Bu, nihayetinde, daha uyarlanabilir davranışların benimsenmesini sağlar. Klinik ve tanısal bir bakış açısından, bir EMDR seansından sonra, danışanlar artık travma sonrası stres bozukluğunun tipik semptomlarını göstermiyor, bu nedenle, düşünce ve anıların müdahalecilik yönleri, kaçınma davranışları ve olaya ilişkin uyarıcıya karşı tehlike olarak algılanan nörovejetatif hiperözele artık rastlanmıyor. Bir diğer önemli değişiklik, danışanın anksiyetenin neden olduğu gerçek ve hayali tehlikeler arasında daha iyi ayrım yapmasıdır.
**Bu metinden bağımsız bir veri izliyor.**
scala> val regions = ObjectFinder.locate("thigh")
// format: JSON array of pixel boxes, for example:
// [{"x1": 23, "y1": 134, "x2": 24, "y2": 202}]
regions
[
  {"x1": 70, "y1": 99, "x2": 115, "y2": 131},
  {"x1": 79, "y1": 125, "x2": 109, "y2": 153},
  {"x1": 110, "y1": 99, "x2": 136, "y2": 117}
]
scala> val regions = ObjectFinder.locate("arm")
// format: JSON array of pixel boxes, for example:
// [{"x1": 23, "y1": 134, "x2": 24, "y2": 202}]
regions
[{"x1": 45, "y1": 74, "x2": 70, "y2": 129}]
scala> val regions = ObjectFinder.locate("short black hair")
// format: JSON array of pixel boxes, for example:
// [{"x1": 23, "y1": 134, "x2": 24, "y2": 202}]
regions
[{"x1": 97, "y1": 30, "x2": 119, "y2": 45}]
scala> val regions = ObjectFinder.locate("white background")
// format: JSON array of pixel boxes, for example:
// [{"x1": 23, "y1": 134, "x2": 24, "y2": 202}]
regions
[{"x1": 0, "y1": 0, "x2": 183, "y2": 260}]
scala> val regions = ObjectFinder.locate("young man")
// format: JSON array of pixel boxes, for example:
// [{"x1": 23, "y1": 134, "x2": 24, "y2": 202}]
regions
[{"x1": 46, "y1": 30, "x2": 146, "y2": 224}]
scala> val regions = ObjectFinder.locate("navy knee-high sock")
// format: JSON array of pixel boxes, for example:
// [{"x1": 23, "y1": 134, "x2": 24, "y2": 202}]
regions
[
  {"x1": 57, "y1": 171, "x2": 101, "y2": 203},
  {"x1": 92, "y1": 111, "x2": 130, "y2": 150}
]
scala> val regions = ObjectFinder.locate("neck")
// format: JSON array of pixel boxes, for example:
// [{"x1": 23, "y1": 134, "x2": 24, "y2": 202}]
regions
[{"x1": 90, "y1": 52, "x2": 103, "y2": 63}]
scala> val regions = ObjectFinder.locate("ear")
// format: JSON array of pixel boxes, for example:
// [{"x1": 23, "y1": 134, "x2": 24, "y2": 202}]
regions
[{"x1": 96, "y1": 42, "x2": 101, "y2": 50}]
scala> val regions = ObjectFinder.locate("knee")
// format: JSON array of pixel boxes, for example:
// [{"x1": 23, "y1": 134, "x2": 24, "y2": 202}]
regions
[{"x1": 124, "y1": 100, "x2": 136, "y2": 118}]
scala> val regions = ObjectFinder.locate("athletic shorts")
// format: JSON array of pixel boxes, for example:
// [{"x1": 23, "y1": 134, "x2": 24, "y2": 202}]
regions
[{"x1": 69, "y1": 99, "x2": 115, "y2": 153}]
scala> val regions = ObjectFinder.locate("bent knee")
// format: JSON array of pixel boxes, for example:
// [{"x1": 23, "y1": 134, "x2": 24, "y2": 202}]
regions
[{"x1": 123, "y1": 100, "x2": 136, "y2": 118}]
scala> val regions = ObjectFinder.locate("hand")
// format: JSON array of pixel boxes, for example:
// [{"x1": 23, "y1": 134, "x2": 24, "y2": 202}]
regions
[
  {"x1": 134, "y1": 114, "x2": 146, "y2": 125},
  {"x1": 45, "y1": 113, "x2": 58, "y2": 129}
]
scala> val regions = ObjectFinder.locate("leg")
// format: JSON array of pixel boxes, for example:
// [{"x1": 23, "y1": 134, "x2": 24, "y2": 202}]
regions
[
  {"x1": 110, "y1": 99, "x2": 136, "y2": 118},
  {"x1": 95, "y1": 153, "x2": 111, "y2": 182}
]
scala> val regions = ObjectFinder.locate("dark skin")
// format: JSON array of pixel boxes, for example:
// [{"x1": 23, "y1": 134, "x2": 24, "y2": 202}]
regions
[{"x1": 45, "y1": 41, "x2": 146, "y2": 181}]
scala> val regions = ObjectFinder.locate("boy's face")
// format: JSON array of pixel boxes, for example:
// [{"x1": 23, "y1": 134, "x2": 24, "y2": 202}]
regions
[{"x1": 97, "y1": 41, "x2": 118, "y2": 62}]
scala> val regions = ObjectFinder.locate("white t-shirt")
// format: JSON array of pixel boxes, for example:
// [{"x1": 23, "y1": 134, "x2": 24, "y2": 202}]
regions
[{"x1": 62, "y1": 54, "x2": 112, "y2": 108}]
Travmatik deneyim anısının gerçekten geçmişin bir parçası olduğu ve bu nedenle bağımsız bir şekilde yaşandığı düşünülmektedir. Danışanlar genellikle olaya geri dönerek, olayı artık “rahatsız edici bir anı” olarak gördüklerini, duygusal açıdan artık rahatsız edici olmadıklarını bildirmişlerdir.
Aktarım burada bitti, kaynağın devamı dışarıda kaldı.